NVlabs / neuralangelo

Official implementation of "Neuralangelo: High-Fidelity Neural Surface Reconstruction" (CVPR 2023)
https://research.nvidia.com/labs/dir/neuralangelo/
Other
4.31k stars 387 forks source link

Mesh extraction issue with outdoor scene #122

Open Ryan-ZL-Lin opened 11 months ago

Ryan-ZL-Lin commented 11 months ago

Hi After successfully visualize the Lego example with great mesh look, I decided to try outdoor scene (SCENE_TYPE = outdoor) with more images.
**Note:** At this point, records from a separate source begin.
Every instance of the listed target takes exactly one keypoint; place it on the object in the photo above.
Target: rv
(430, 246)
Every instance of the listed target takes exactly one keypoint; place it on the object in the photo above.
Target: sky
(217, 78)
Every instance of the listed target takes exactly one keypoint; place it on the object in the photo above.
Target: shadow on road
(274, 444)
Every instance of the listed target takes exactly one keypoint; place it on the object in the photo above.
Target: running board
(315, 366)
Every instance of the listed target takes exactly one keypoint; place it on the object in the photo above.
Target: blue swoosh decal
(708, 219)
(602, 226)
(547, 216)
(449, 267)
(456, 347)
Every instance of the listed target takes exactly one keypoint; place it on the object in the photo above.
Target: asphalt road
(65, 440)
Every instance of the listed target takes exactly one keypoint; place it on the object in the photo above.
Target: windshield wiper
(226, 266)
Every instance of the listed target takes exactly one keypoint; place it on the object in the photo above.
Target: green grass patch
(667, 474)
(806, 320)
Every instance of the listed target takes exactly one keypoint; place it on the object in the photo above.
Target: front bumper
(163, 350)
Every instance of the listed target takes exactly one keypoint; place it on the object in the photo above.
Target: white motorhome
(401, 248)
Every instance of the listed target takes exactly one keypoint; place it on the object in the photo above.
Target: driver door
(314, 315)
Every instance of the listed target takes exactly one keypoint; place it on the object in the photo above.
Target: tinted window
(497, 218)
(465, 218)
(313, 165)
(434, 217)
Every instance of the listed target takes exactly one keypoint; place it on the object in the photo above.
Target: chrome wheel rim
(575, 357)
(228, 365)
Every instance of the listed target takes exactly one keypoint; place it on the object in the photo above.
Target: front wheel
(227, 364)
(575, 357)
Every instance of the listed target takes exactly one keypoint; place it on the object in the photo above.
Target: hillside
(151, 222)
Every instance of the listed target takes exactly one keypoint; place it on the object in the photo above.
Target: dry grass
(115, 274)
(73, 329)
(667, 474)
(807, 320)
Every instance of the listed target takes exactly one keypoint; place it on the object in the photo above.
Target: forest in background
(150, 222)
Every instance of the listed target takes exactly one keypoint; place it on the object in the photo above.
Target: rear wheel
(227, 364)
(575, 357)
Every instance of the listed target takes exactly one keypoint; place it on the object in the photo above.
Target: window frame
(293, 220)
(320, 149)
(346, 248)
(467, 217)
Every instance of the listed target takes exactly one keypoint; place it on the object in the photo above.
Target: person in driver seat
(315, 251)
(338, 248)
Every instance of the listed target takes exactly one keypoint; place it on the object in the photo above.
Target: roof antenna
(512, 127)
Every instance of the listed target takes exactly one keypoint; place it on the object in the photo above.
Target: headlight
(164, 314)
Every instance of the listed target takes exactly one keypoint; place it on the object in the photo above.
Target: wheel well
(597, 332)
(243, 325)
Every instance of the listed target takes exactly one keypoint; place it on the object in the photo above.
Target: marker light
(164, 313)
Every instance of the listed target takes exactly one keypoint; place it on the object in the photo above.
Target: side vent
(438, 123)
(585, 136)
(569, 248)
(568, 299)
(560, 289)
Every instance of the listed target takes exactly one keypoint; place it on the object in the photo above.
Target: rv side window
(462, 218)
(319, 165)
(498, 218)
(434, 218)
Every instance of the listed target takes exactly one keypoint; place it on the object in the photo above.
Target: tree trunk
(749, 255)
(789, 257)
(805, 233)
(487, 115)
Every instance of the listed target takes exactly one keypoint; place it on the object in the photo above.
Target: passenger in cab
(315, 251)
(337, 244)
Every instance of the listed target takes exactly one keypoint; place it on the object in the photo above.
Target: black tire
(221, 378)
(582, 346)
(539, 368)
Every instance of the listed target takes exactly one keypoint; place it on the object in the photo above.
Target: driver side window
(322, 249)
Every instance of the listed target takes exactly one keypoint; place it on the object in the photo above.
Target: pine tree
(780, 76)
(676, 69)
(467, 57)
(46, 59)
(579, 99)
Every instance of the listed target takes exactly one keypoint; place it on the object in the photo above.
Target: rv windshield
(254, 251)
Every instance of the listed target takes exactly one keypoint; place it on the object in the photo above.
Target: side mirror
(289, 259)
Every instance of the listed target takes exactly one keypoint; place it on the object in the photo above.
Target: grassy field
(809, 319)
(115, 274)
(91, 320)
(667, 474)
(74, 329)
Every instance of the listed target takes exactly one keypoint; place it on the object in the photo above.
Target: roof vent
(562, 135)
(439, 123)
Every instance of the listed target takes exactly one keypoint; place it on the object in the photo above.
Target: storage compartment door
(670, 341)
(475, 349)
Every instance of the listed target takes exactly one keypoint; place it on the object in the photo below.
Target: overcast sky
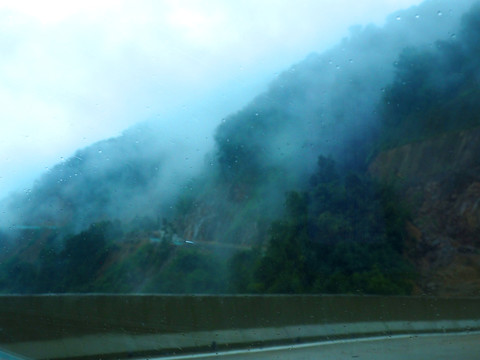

When running mesh extraction command, I encountered an issue and I'm not sure whether it's a GPU memory problem or not.

Here is the command I use: torchrun --nproc_per_node=${GPUS} projects/neuralangelo/scripts/extract_mesh.py --config=${CONFIG} --checkpoint=${CHECKPOINT} --output_file=${OUTPUT_MESH} --resolution=${RESOLUTION} --block_res=${BLOCK_RES} --textured --keep_lcc

and here is the error log

(Setting affinity with NVML failed, skipping...)
Running mesh extraction with 1 GPUs.
Setup trainer.
Using random seed 0
/home/ryan_lin/miniconda3/envs/neuralangelo/lib/python3.8/site-packages/tinycudann/modules.py:53: UserWarning: tinycudann was built for lower compute capability (86) than the system's (89). Performance may be suboptimal.
  warnings.warn(f"tinycudann was built for lower compute capability ({cc}) than the system's ({system_compute_capability}). Performance may be suboptimal.")
model parameter count: 99,705,900
Initialize model weights using type: none, gain: None
Using random seed 0
Allow TensorFloat32 operations on supported devices
Loading checkpoint (local): logs/MBC_group/MBC50_R1/epoch_00311_iteration_000500000_checkpoint.pt
- Loading the model...
Done with loading the checkpoint.
Extracting surface at resolution 1536 931 1323
ERROR:torch.distributed.elastic.multiprocessing.api:failed (exitcode: -9) local_rank: 0 (pid: 7223) of binary: /home/ryan_lin/miniconda3/envs/neuralangelo/bin/python
Traceback (most recent call last):
  File "/home/ryan_lin/miniconda3/envs/neuralangelo/bin/torchrun", line 10, in <module>
    sys.exit(main())
  File "/home/ryan_lin/miniconda3/envs/neuralangelo/lib/python3.8/site-packages/torch/distributed/elastic/multiprocessing/errors/__init__.py", line 346, in wrapper
    return f(*args, **kwargs)
  File "/home/ryan_lin/miniconda3/envs/neuralangelo/lib/python3.8/site-packages/torch/distributed/run.py", line 794, in main
    run(args)
  File "/home/ryan_lin/miniconda3/envs/neuralangelo/lib/python3.8/site-packages/torch/distributed/run.py", line 785, in run
    elastic_launch(
  File "/home/ryan_lin/miniconda3/envs/neuralangelo/lib/python3.8/site-packages/torch/distributed/launcher/api.py", line 134, in __call__
    return launch_agent(self._config, self._entrypoint, list(args))
  File "/home/ryan_lin/miniconda3/envs/neuralangelo/lib/python3.8/site-packages/torch/distributed/launcher/api.py", line 250, in launch_agent
    raise ChildFailedError(
torch.distributed.elastic.multiprocessing.errors.ChildFailedError:
=====================================================
projects/neuralangelo/scripts/extract_mesh.py FAILED
-----------------------------------------------------
Failures:
  <NO_OTHER_FAILURES>
-----------------------------------------------------
Root Cause (first observed failure):
[0]:
  time      : 2023-09-23_10:43:10
  host      : RyanLegionPro7i.
  rank      : 0 (local_rank: 0)
  exitcode  : -9 (pid: 7223)
  error_file: <N/A>
  traceback : Signal 9 (SIGKILL) received by PID 7223
=====================================================

I tried to adjust some parameters such as RESOLUTIONand BLOCK_RES used in the command to see whether it makes any difference, the only successful parameter set is RESOLUTION=512 and BLOCK_RES=32 where the quality is extremely bad (the output PLY file is 90MB while lego example PLY file is 172 MB), is there anyway I could successfully extract the mesh with better quality output?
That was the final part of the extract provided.